Like junk food, artificial turf may seem like a convenient, easy fix. But think again. Astroturf is billed as maintenance-free, yet it still requires upkeep and needs to be replaced in as few as 10 years. It’s costly to install – $20 per square foot – and near impossible to recycle once it does break down.
The plastic used in the production of artificial grass is usually petroleum-based, which means that its manufacture contributes to air pollution and greenhouse gas emissions. The fake product also remains in the ground forever once it ends up in a landfill. The average athletic field contains approximately 40,000 pounds of plastic carpet and 400,000 pounds of infill, according to The Atlantic, which tallied up the amount of fake turf detritus disposed every year in the U.S. at 330 million pounds.
Worse, the little black pellets often used in combination with Astroturf are in large part made from old tires. “These pellets always find a way outside the field due to rain or hitchhiking in one’s shoe, which contributed to local plastic pollution,” says Circling the News, in a report on the hidden dangers of artificial turf. “Like it or not, pieces of plastic lawn break down and contaminate our soils for centuries regardless of being recycled.”
Then there are the ill effects on soil health and wildlife.

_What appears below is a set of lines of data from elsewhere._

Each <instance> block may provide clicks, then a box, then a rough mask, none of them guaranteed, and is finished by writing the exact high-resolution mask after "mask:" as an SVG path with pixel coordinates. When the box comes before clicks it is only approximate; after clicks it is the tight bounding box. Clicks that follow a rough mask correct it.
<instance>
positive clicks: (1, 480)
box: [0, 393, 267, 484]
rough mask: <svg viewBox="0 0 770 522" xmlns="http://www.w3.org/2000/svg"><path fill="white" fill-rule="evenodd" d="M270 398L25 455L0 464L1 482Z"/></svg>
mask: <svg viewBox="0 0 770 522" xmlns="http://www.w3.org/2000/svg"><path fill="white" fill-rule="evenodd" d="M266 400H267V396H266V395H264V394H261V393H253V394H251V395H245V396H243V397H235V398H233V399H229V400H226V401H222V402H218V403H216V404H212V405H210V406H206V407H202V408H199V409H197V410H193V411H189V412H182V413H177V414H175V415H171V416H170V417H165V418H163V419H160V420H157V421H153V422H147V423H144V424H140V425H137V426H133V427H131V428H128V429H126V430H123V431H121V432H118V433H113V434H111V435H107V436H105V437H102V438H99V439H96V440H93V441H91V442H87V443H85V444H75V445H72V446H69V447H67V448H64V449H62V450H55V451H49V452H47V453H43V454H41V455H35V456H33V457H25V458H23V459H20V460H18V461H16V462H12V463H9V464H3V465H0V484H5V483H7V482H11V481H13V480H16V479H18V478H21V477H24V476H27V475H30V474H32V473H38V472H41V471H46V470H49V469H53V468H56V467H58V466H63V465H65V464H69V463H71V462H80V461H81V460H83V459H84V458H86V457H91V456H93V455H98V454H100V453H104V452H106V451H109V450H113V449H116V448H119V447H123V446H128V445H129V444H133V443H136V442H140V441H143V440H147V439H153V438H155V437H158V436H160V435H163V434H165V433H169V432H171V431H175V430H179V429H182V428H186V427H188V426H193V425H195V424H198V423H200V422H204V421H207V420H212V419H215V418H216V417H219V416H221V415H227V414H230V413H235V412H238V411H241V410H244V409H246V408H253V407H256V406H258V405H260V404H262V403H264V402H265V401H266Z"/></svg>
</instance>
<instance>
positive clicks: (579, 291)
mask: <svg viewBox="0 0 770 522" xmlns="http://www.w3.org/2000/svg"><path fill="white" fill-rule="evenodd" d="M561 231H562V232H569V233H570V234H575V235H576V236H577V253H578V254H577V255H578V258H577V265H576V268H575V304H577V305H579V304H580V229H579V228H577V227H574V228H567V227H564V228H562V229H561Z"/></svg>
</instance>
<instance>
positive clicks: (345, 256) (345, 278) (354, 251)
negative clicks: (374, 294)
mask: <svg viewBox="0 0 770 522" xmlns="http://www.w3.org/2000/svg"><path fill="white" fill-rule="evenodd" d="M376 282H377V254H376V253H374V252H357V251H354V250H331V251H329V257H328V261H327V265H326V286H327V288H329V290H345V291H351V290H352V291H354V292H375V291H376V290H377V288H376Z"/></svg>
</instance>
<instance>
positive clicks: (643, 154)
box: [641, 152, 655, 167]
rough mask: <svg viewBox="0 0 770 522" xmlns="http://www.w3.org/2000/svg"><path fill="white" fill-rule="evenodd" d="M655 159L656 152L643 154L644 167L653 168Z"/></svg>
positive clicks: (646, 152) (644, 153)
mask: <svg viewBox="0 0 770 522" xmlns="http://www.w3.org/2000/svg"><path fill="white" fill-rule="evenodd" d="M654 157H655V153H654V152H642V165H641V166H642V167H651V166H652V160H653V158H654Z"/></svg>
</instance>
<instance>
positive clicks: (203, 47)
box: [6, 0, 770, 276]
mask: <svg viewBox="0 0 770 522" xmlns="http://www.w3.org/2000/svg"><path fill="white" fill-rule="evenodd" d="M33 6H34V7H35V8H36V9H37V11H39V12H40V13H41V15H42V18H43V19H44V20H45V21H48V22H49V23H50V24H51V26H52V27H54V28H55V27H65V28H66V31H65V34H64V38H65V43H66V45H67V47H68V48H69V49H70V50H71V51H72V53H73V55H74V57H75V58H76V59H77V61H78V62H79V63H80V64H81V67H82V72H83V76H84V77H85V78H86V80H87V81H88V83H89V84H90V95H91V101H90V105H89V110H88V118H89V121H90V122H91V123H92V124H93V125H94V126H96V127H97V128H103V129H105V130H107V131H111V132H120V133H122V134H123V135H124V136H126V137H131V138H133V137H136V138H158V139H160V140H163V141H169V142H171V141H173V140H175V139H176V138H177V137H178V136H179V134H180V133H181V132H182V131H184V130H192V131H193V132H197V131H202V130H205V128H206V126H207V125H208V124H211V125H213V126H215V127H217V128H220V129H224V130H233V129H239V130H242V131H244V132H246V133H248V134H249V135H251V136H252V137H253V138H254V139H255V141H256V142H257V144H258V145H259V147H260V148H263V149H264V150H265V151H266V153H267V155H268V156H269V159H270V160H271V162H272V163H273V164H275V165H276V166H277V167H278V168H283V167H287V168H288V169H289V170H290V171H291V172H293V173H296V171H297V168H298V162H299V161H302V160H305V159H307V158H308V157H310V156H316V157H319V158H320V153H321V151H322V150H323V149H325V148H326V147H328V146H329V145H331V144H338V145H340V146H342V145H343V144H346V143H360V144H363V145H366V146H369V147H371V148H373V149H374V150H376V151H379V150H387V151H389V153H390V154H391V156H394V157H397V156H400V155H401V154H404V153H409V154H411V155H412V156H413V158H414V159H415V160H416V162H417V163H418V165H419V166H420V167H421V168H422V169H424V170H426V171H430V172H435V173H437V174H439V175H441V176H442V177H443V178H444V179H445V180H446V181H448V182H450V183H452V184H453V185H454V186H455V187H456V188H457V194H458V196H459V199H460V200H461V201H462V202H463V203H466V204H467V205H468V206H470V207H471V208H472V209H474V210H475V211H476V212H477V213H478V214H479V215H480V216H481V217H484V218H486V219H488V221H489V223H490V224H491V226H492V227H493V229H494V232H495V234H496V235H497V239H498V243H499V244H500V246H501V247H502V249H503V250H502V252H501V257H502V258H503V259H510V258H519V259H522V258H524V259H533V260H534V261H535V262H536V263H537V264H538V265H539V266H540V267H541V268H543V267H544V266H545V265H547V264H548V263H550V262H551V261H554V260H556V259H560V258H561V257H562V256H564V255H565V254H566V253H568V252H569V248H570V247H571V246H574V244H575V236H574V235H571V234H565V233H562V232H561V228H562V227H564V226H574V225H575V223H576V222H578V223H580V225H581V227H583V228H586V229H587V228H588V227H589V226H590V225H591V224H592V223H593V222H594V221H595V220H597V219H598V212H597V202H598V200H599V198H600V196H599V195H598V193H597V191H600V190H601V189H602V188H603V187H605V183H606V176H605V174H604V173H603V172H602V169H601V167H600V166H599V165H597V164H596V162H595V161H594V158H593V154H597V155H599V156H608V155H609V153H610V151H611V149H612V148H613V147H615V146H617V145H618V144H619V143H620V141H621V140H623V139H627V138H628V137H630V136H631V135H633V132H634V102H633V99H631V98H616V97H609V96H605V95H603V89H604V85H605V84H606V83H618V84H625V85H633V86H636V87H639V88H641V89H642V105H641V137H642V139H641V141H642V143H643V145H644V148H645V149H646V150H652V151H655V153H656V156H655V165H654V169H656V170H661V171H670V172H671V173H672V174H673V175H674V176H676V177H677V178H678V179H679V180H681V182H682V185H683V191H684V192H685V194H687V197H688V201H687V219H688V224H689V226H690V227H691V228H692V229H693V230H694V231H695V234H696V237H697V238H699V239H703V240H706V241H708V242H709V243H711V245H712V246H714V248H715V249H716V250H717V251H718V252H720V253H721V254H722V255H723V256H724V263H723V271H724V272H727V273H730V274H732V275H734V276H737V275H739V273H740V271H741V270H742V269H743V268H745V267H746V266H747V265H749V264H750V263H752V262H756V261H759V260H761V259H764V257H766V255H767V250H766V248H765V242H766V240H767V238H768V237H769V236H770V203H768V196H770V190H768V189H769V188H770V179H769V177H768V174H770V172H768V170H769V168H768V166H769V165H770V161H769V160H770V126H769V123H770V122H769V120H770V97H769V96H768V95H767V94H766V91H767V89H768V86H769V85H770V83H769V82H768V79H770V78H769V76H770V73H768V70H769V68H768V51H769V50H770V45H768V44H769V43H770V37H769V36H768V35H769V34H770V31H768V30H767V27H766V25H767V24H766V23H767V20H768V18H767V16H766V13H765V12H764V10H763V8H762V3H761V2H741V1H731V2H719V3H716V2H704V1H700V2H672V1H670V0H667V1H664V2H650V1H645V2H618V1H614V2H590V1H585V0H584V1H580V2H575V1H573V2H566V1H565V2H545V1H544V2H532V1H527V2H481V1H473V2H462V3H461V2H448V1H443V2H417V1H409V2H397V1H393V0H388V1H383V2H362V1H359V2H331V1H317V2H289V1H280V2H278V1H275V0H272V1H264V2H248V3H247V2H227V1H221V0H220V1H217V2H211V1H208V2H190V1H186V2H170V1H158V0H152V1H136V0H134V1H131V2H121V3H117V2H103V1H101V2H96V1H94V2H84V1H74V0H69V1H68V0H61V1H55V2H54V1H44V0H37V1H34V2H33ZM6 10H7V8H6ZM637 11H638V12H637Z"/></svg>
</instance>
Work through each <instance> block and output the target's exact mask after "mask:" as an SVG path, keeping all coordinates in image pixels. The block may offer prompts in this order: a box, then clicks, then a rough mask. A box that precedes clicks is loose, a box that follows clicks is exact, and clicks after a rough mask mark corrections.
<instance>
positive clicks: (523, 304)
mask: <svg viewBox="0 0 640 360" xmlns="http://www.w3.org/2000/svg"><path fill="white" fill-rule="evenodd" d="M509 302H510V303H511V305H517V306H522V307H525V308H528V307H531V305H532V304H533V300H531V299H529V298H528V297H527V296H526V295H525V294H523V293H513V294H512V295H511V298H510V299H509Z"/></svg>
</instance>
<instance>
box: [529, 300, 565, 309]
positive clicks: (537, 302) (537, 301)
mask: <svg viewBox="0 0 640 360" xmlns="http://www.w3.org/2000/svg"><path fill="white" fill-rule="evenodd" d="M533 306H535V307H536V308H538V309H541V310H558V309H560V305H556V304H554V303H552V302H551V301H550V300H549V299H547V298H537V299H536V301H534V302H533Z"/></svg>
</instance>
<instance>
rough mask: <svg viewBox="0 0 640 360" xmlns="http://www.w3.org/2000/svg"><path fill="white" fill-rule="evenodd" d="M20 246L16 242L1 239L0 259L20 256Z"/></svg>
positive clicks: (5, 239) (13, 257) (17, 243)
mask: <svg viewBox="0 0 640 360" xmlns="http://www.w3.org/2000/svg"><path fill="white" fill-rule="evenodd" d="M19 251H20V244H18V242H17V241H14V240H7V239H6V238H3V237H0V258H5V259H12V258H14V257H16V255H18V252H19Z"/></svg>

Placing a dense plastic barrier on top of compacted ground effectively sterilizes the soil beneath by allowing no organic matter to accumulate. “Even a perfectly kept lawn with no weeds has a base layer of wildlife value because it’s a good home to millions of soil dwelling critters, most so microscopic we can’t see them,” writes sustainable gardening expert Jack Wallington. “Worms, grubs and grass eating caterpillars, slugs and snails all feed birds, too.”
Fake turf prevents rain from percolating down into the soil, often causing runoff problems or creating a breeding ground for mosquitoes while stagnating atop the turf. Astroturf also contributes to the Island Effect, which happens in urbanized areas that become warmer than the surrounding cityscape. The heat from the day gets trapped in the turf and can stay warmer overnight, the opposite of gardens, trees and even grass, which help cool the environment.
Touting fake turf as an eco-friendly alternative to grass lawns is truly fake news.